Saadiq’s Grammy-winning front-of-house engineer since 2000, Kenyatta “Kelo” Saunders (The Roots, D’angelo, Jay-Z, Solange), also played a critical role in bringing Saadiq’s diverse studio sounds to a live crowd. From behind an Avid VENUE S6L console, Kelo utilized an arsenal of Waves and UAD plug-ins to expand and enhance the vintage sounds coming from the stage. Here he talks about some of his go-to plug-ins and what makes this Raphael Saadiq tour special:

Jonathan Collins // @1911_photosSaadiq 1 770.jpg

“This tour is a little different because Raphael wanted to have a smaller band to give the fans a different sound,” Saunders says. “People are used to this crazy-big band that Raphael usually brings out, complete with horns, and it’s amazing, but in true Raphael form, he switched things up and did something unexpected; this time it’s just four people on the stage. It’s harder to do big things with fewer people and be very impactful, but Raphael with this particular tour is nailing it. There are elements of his whole career, including a jazz element that wasn’t there before.

I use both Waves and UAD plug-ins for that old-school retro feel without carrying my vintage outboard gear, and it’s been working out great. Of course, a lot of that spirit comes from the musicians, the equipment they’re using onstage, and the microphones capturing it all. After working with Raphael for a while, I’m definitely dialed in to some of the pieces he uses in his studio, Blakeslee, whether it’s a Lexicon 480L reverb or the EMT plates he used on The Way I See It. Computing has grown so powerful that we can now approximate almost every nuance.

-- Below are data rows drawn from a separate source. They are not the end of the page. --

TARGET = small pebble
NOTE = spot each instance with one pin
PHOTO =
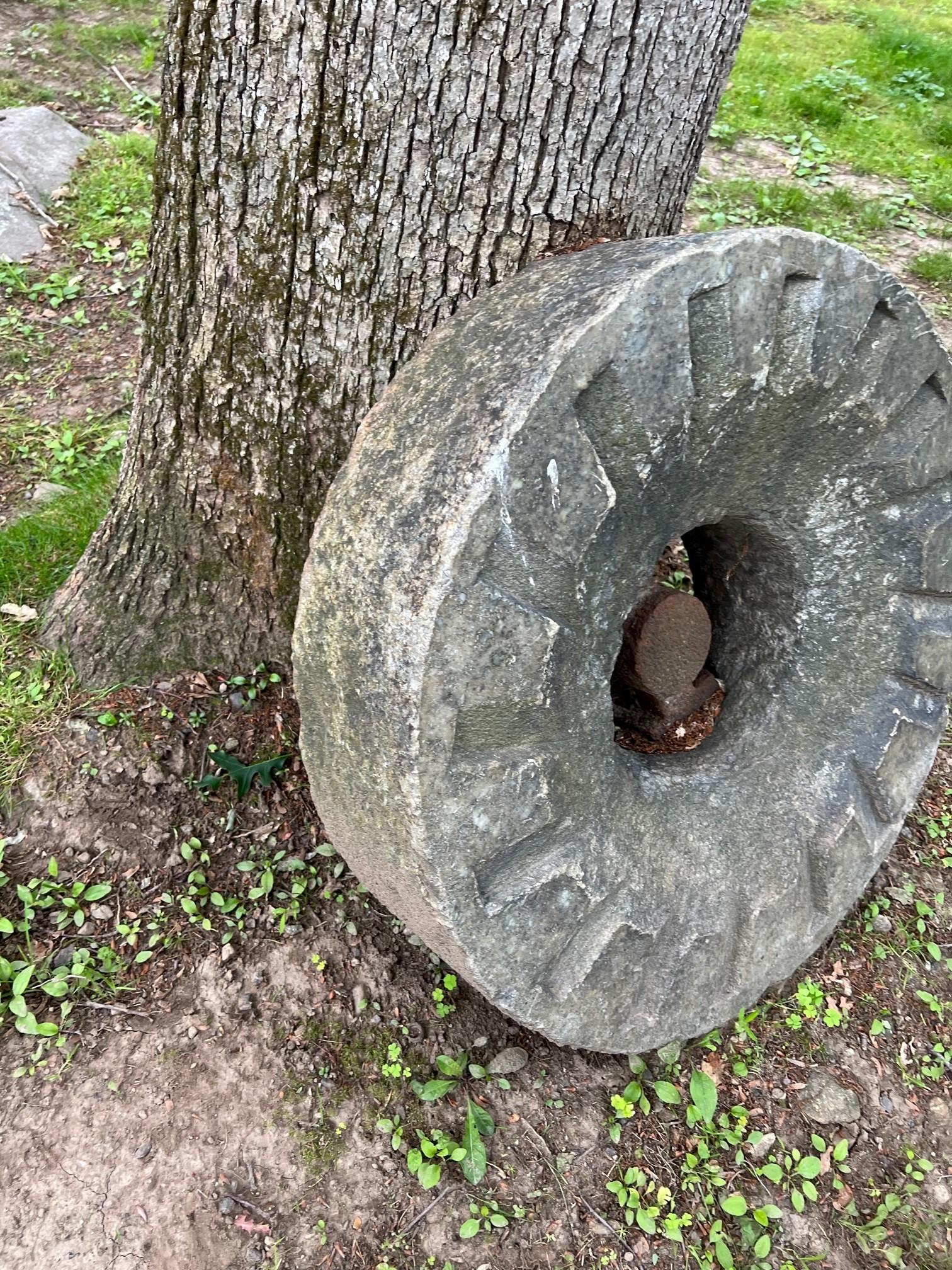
(762, 1150)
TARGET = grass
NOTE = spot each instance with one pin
(37, 552)
(873, 83)
(934, 267)
(834, 211)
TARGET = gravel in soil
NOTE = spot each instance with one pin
(257, 1072)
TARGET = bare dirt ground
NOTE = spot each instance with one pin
(221, 1110)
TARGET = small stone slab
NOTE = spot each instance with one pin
(40, 147)
(781, 404)
(825, 1101)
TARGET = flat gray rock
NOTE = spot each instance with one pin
(779, 403)
(825, 1101)
(40, 147)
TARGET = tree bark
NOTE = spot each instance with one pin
(334, 178)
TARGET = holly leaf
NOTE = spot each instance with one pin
(473, 1164)
(667, 1092)
(243, 774)
(703, 1094)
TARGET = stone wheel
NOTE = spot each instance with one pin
(779, 403)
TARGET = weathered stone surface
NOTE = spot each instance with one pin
(40, 149)
(825, 1101)
(463, 602)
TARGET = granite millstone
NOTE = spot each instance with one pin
(778, 402)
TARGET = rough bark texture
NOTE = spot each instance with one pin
(336, 177)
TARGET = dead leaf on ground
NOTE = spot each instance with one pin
(249, 1227)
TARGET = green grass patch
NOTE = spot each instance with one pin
(873, 83)
(113, 190)
(20, 92)
(833, 211)
(37, 552)
(934, 267)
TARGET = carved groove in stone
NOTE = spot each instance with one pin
(874, 794)
(918, 685)
(710, 343)
(526, 865)
(412, 721)
(795, 332)
(577, 961)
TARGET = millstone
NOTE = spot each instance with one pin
(779, 403)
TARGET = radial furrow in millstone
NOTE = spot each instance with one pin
(575, 962)
(905, 764)
(933, 660)
(521, 867)
(795, 335)
(937, 559)
(915, 454)
(838, 865)
(912, 681)
(712, 358)
(555, 488)
(870, 796)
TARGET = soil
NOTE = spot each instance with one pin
(222, 1110)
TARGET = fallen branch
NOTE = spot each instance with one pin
(421, 1216)
(26, 195)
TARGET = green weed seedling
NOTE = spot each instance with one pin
(478, 1124)
(810, 1002)
(254, 685)
(488, 1217)
(796, 1172)
(285, 882)
(443, 1006)
(243, 774)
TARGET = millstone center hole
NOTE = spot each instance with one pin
(664, 696)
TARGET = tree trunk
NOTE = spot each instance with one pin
(334, 178)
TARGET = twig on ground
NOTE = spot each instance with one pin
(421, 1216)
(117, 1010)
(254, 1208)
(28, 197)
(603, 1222)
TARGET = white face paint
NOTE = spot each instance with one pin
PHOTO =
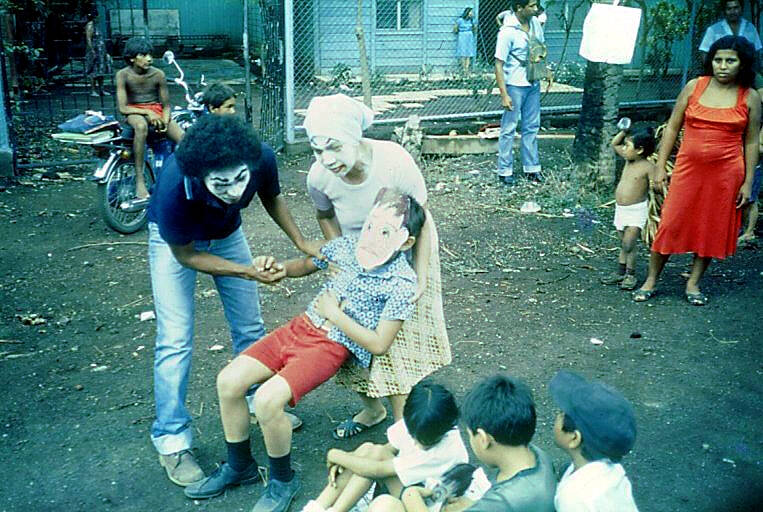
(336, 156)
(229, 184)
(382, 236)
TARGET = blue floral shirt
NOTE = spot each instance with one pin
(383, 293)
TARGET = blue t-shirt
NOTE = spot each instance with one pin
(185, 211)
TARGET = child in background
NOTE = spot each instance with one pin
(219, 99)
(632, 208)
(596, 428)
(426, 443)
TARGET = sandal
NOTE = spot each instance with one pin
(350, 428)
(642, 295)
(696, 298)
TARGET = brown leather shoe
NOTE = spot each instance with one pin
(181, 467)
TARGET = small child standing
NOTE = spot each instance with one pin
(426, 443)
(596, 428)
(632, 203)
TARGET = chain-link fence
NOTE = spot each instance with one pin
(414, 67)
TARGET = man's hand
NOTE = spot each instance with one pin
(328, 307)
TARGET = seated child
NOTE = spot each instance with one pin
(632, 208)
(750, 210)
(219, 99)
(143, 98)
(357, 313)
(499, 414)
(596, 428)
(426, 443)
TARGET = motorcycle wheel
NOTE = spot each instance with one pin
(118, 188)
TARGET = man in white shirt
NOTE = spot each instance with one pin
(732, 24)
(519, 97)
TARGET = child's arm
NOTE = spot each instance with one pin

Jonathan Collins // @1911_photosSaadiq 2 770.jpg

Raphael’s vocal mic is the sE V7 MC1 with Shure Axient. It allows me to get a super-focused vocal while rejecting unwanted stage noise. I have a Manley Voxbox and Waves F6 inserted on his vocal group. Effect plug-in wise, I use the AMS RMX16 reverb (expanded), Lexicon 480L, and Capitol Chambers from UAD—the plug-ins that emulate the echo chambers under Capitol Studios. I also use AKG BX 20 Spring Reverb. That’s a lost reverb that a lot of live engineers don’t use, but I use it especially on drums, which was a tactic they used back in the day. I also love the Waves Abbey Road Collection, Abbey Road Plates, Chambers, Reel ADT, and the Abbey Road TG12345, the EMI console strip that was reproduced by Waves, plus the J37 tape saturator that just adds grit to the mix. All of that puts you in the nostalgic mood.

Overall, I put Abbey Road TG Mastering Chain on my master bus, which is pretty unorthodox. It changes the character of what’s coming out of the P.A. and allows me to spread the sound a lot wider, which gives me more room to place things. Raphael has this amazing ability to put special musicians together, and I think with this combination of musicians and the plug-ins I’m using, I can open things up and make everything even more impactful, giving you the big Raphael sound you’re used to, but with a totally different presentation.”